The above interview with Mark Callaway is a fascinating thing. Mostly because it’s with Mark Callaway and not the Undertaker. That will likely become more common as the man behind the Dead Man gets older and steps away from his WWE character more often. But as we head into his Super Show-Down match with Triple H and what looks like it will be a flurry of wrestling from Taker, it’s still really noteworthy.
In his chat with Ed Young of Fellowship Church in Grapevine, Texas (the first in a series the pastor and wrestling fan will be doing with devout legends like Taker, Ted DiBiase, Sting and (checks notes... yep) Ric Flair), Callaway covers a several topics. But they spend a lot of time talking about the 53 year old’s advice to young wrestlers. It’s similar to feedback we’ve heard from others like Chris Jericho, but with added weight coming from the legendary locker room leader:
“I am a firm believer in less is more. Especially with my character. And when I talk to young guys... they think, ‘okay, well I can do...’ and athletes today? They’re off the chart. They’re just ridiculous - how athletically talented the men and women are for that matter, but they rely - see wrestling and sports entertainment, it’s not about the moves. It really isn’t. It’s being able to evoke emotion in one facet or another. You have to either make people love you, or you have to make them hate you. Either way - and it doesn’t matter really which one. Certainly people like to be hated and certain people like to be loved.
But if you can’t bring that emotion out of your audience? You’re not gonna have them for long. And a lot of times what happens with the young guys is - they’re so athletic, they’re so gifted, they’ll do some kind of double crazy backflip off the top rope, land on somebody on the floor - and that’s what the audience takes away from it. ‘This guy does crazy stuff!’
Well, you can only see that so many times before you’re like, ‘I’ve seen that. I need something new.’ Well, that’s a double backflip full gainer onto somebody, how do I up that? And that’s the position they sometimes back themselves into, like they have to keep upping the ante. And when you up the ante like that, then you increase your potential for injuries and catastrophic injuries at that.
So characters like... The Rock and Cena and Flair, all those guys like that, they had the ability to make you love them or make you hate them. And Cena is such an anomaly because you don’t know one night to the next whether they’re gonna go ballistically crazy for him or they’re gonna boo him out of the building. He’s probably the most polarizing guy that’s come along in a long time - his fan base is crazy. But what happens is, he sells tickets. He works in front of full arenas. Same thing when Rock was there.
But that’s the key. We tell stories, we use moves - the wrestling moves to help tell the story - but it boils down to the character and being able to bring that emotion out of your crowd, out of your audience. And it’s all about love or hate. There’s a lot of guys - it takes a while to figure that part out. And then by the time they do, they’re so beat up and injured and hurt...”

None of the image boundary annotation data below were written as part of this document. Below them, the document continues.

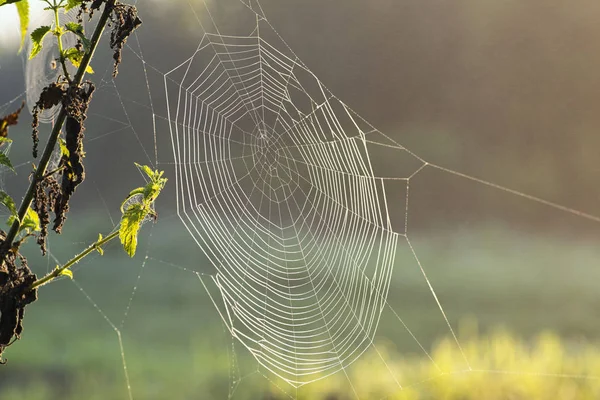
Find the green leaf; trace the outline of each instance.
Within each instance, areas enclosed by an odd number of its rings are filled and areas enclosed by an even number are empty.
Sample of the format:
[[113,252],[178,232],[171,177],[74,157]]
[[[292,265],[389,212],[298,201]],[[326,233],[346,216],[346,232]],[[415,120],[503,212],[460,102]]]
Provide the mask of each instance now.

He also gets to another part of his philosophy with a great line about people from other careers who come to wrestling thinking it’s easy, but end up flopping under WWE’s bright lights:
“They’re trying to emulate or be like a wrestler they watched on TV instead of being the wrestler that’s on TV.”
So how do you do it? Get people to love or hate you and put butts in seats while delivering an authentic performance? That’s the hard part. Callaway admits the pointers he gives might not be the same as the ones someone like Shawn Michaels offers. It’s up to the individual to figure out how to turn different people’s formulas into a winning equation for themselves:
“You’ve got to figure out how to take all this information, all these different personalities and formulate your own, and that’s one of the trickier aspects of whether you’re a success or...”
Check out the entire interview (and don’t shy away from the Christianity element - it’s not a main focus and easily identifiable if you want to skip over those parts of Young and Callaway’s conversation). Personally, I wish they’d explored how a supernatural gimmick like Undertaker reflects his personality, and how his experience is transferable to people working more straight-forward characters. But maybe in a future interview.
Like I said, these non-kayfabe chats with the Phenom will become more commonplace as time goes by.